The circuit is based around this Sputnik-looking standalone IR temperature sensor which, as [MakeFunStuff] aptly describes, is “a single-pixel infrared camera that picks up everything in a 90° cone starting at the sensor.”
[MakeFunStuff] paired this easy-to-use sensor with an Arduino Nano and five LEDs that show how hot a beverage is on a scale from 1 to 5. The sensor is hidden in plain sight, suspended from the top of the brass rod sculpture and blending in perfectly. We love that the LEDs are hidden behind a thin layer of carefully-drilled wood and agree that a drill press would have been much easier.
The code is set up for just about every temperature scale from Celsius to Rømer, so that solves that argument. [MakeFunStuff] went with the Kelvin scale because science. Our favorite thing about this video is that [MakeFunStuff] shared their failures and fixes as they built their way toward answering the questions of how to suspend the sensor over the drink, and how best to display the heat level while hiding the electronics. Go grab a hot cup of something and check it out after the break while you let it cool off the normie way.
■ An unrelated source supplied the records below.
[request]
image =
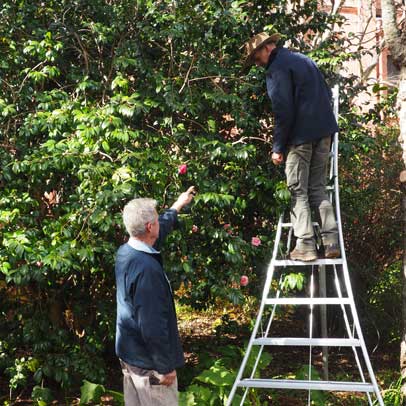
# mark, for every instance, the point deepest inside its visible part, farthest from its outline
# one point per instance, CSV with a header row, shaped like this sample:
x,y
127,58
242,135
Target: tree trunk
x,y
401,104
395,40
We admit that we would likely zone out while waiting for the LEDs to disappear. Here’s a smart coaster that uses an ESP8266 to send a message to Discord when your beverage has reached the perfect drinking temperature.
Thanks for the hot tip, [Perry]!
7 thoughts on “Wood And Brass Drink Temperature Monitor Looks Good, Has Class”
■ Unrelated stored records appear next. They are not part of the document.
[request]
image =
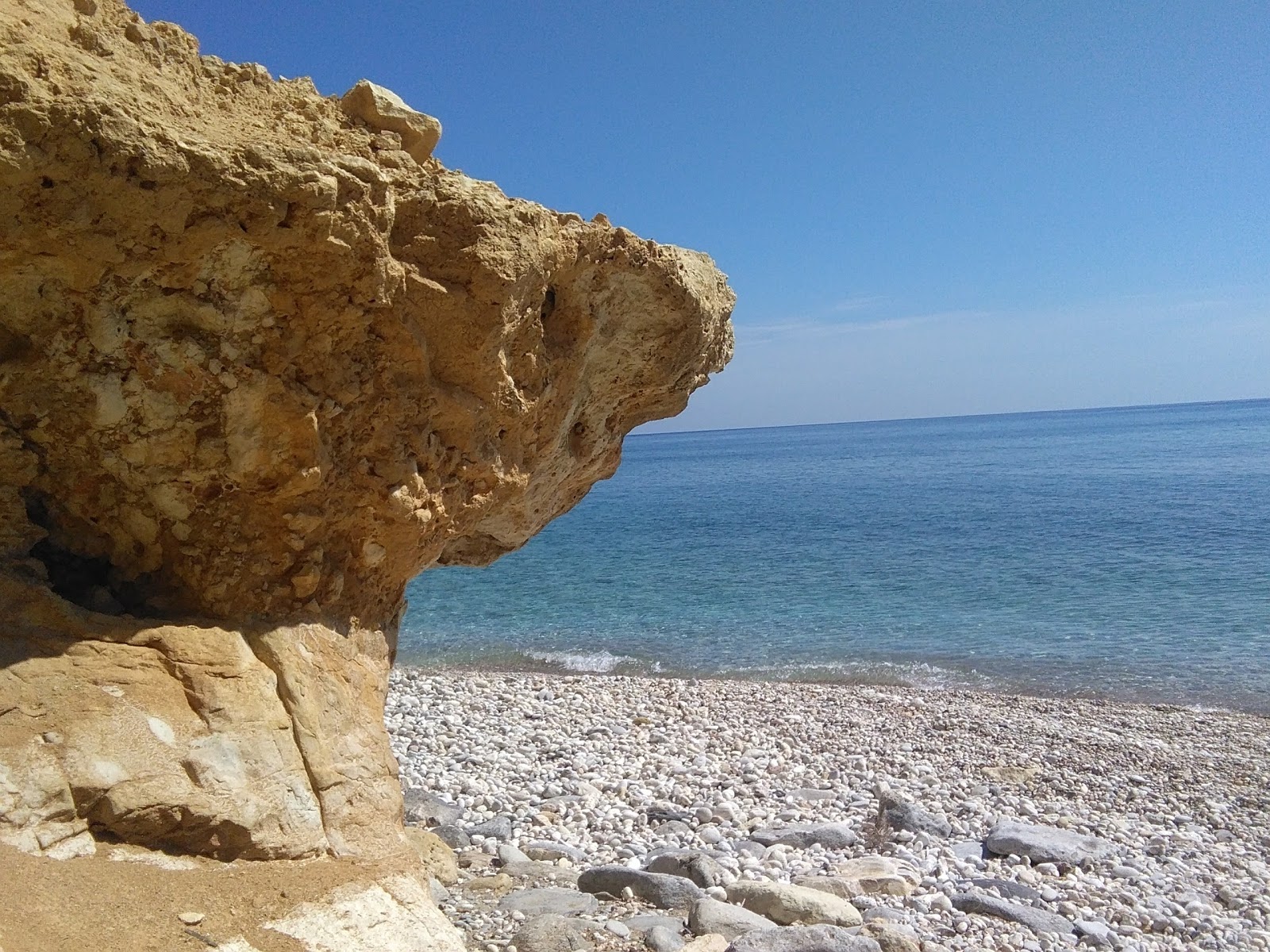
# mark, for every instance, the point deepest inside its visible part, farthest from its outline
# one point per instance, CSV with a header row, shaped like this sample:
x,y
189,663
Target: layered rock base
x,y
262,361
What a lovely result, looking forward to watching the video. Circuit sculpture always looks so cool when well done, and this looks closer to my level (I struggle to make perf board look tidy…)
Combine this with that 300-watt laser, and you’d really be on to something.
Keeps your Earl grey hot.
Why stop at lasers, when you can also add acoustic levitation so you can sip super heated beads of tea in mid air!
Wonder if it would be possible to run a similar display reliably with the heat of the cup alone, (Seebeck effect) and skip the battery?
That was actually my original idea for the project! I looked into it a bit and it seemed like the temperature difference wouldn’t be enough to generate enough electricity, at least not easily, but I bet it’s possible (and would be awesome).
I feel inspired. I constantly get frustrated trying to do carpentry jobs because I never have the right tools…and I have a drill press and a small, portable tablesaw.